Specifically, we posed to likely voters whether they think caregiving is a responsibility of both individuals and the government or solely the domain of individuals. We find that by a 26-point margin, likely voters agree that caregiving is both an individual and social responsibility that the federal government should be doing more to support. Democrats and Independents both think that caregiving is an individual and social responsibility by a margin of 65-points and 17-points. Republicans are divided: Thirty-eight percent think caregiving is both an individual and social responsibility and 50 percent think it is solely an individual responsibility.
Caregiving is seen, by a healthy majority of the voting population, as the domain for both the government and individuals and that the public isn’t particularly hung up on what the definition of “infrastructure” is. They don’t seem to have any problem at all lumping the care economy in with the transportation economy—if it all means jobs and a better life, that’s good enough.
This is a partisan poll, to be sure. But that doesn’t make it an outlier. A Morning Consult poll also released this week gives 76% support to the caregiving provision, vying with the 77% approval for the $115 billion for highways, roads, and streets. Notably, the provision that gets the strongest support in the Morning Consult poll is the $18 billion for modernizing veterans’ hospitals. It gets 80% approval. American society wants to take care of each other. Even voting Republicans, though the people they elect don’t seem to get that message.
If the past year has demonstrated anything, it has showed the edge that so many families have been living on for years, without child care or eldercare support, without paid family and medical leave, and without a robust care economy to back us all up. That has been especially true for women who have been disproportionately forced out of jobs in order to care for family members, including homeschooling their kids. It’s not a leap for people to see that infrastructure investment is part and parcel of an anti-recessionary strategy that’s meant to create jobs and address public needs. An investment in supporting human capital—by creating a well-paid caregiving force—does both. It helps create a professional and skilled caregiving workforce with living wages and the support that they need to do the most necessary work. They, in turn, allow the rest of the workforce—especially women—to return to their jobs, earning income and participating in the economy.
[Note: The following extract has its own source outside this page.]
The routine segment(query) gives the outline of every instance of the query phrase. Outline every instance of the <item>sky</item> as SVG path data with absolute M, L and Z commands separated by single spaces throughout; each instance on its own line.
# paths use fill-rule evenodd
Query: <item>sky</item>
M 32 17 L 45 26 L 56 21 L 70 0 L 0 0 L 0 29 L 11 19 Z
On a personal level, so many families have been put in the gut-wrenching position of having to seek care for parents and grandparents—even pre-pandemic. Finding a care home that has adequate staffing, that is responsive to families, that just seems clean and safe and somewhere that can be trusted with loved ones has always been a challenge. What Biden wants to do with this proposal is give families a viable option to help care for the disabled and elderly at home—to allow them even to stay in their own homes. It could mean everything from personal attendants to help with bathing and medications, or shopping and cleaning and meal preparation. It could mean helping people with intellectual or developmental impairments find jobs and live successfully on their own.
The pandemic has so horrifically heightened awareness of our broken long-term care systems. Biden recognizes that the care economy—like the nation’s crumbling roads, bridges, and water systems—has been neglected for too long. He’s also making a bet that the American public agrees. So far, that’s working probably because the pandemic exposed and deepened the fractured care economy.
The public is primed to accept an infusion of government cash and government help because of the American Rescue Plan—Biden’s COVID-19 response. Finally having a government that gives a damn and did something to, yes, rescue us, has shown Americans that it can and should have a much larger role in their lives for the good stuff. Like vaccines. Like a Postal Service that works the way it is supposed to and always has.
So, yes, Marsha Blackburn, that’s what Biden wants to fix. So thanks for helping to promote his plans!